Hayek's thought has a worthwhile and an indefensible side. His critique of
statism (what he sees as socialism) is apt. But his escape-hatch
prescription relies as much on state intervention to "dismantle" the state
as it relies on an entirely one-sided appreciation of the glories of 19th
century liberalism.
There were positive aspects to 19th century liberalism but those positive
aspects were themselves embedded in older, paternalistic institutions and
traditions that both checked some of the more egregious tendencies and
highlighted some of the more progressive aspects. In other words, liberal
(in the 19th century, free market sense) is a relative term not an absolute.
A more free market may well be an improvement over a less free market -- as
well in a broader sphere than the narrowly economic -- but THE free market
is a non sequitur.
Hayek was intelligent enough to recognize the need for a moderate residue of
welfare paternalism, but he seems to have assumed that it would be
administered by philosopher kings rather than by bureaucrats playing to the
peanut gallery, like anything else.
Let's not overrate the uniqueness of Hayek's critique of "socialism",
either. Friedrich Pollack and Max Horkheimer developed critiques of
totalitarianism in the 1930s that became the basis for Frankfurt School
critical theory. And, of course, George Orwell wrote novels on the theme
(not the first, by any stretch). One could even speculate on the extent to
which Frankfurt School cultural pessimism and Orwellian cynicism opened the
doors for neo-liberal Pollyannaism.
>It is not so much the closed minds of the educational boards and government
>funding bodies that you ran up against that is the problem. It is their
>very existence. There is no way that they can be reformed or their views
>changed because they consider it axiomatic (and also by you, presumably)
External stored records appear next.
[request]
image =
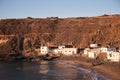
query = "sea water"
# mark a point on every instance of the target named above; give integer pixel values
(46, 70)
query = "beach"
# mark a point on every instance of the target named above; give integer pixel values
(111, 70)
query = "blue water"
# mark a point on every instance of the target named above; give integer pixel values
(46, 70)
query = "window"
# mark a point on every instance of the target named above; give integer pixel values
(110, 55)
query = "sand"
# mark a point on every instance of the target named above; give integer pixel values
(111, 72)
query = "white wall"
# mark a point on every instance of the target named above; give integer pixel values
(69, 51)
(44, 49)
(113, 56)
(104, 49)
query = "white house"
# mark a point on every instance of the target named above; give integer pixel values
(93, 53)
(44, 49)
(93, 45)
(107, 49)
(61, 47)
(113, 56)
(86, 50)
(69, 51)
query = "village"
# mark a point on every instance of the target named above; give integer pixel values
(94, 51)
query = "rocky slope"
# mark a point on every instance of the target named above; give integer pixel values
(29, 33)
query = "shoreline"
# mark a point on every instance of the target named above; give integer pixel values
(109, 72)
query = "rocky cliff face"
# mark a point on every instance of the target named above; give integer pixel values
(80, 31)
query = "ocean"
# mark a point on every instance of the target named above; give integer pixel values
(46, 70)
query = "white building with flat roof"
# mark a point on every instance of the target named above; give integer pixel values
(44, 50)
(107, 49)
(113, 56)
(69, 51)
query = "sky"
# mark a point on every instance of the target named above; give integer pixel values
(57, 8)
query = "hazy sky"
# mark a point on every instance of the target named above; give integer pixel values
(57, 8)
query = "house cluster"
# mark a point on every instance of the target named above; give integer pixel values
(92, 52)
(66, 50)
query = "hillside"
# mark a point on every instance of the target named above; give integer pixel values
(80, 31)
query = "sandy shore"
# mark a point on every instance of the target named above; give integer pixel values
(111, 72)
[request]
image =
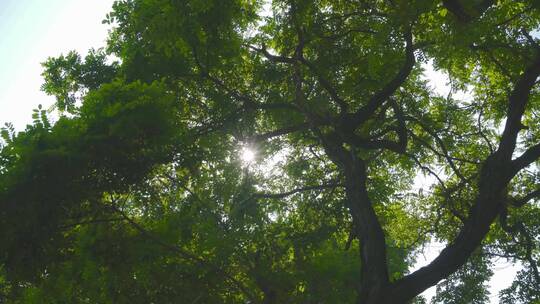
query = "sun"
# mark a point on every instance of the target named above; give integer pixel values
(247, 155)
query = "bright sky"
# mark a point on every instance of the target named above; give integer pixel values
(33, 30)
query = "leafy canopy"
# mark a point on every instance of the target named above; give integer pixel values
(137, 193)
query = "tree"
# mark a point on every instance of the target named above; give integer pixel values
(137, 193)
>that they are necessary. In truth, they have no real idea of what their
>customers feel because they are too removed from them and never receive
>direct feedback.
You're right. If you take into account both the original disciplinary
purpose of the institutions and compound that with the capture of the
institutions by self-serving internal cliques, there's not a lot of hope for
reform.
>Fortunately, and at long last, the situation has now become so serious in
>America and England . . .
At this point, Keith, I would like you to step back and take a look at the
grammar of your sentence. Do you really mean to say that it is a good thing
that things have gotten so bad? And is this really THE END ("at long last")?
My narrative policy analysis specializes in rooting out such garden-variety,
idiomatic apocalypticisms. There's no such thing as just a teensy bit of
apocalypse. A moderate, sensible-shoes, no free lunch, polite middle-class
utopia (vouchers, charter schools) is no less a utopia than a rip-roaring,
pull-out-all-the-stops revolutionary communist free-love and
eat-all-you-want-without-getting-fat utopia (Summerhill, Illichian
de-schooling).
Unfortunately, as always, no matter how bad things get they can always get
worse. Fortunately, things can also get better without getting worse first.
What we need to do is free our thinking from the formulaic but strictly
narrative consolations that close off the real possibilities.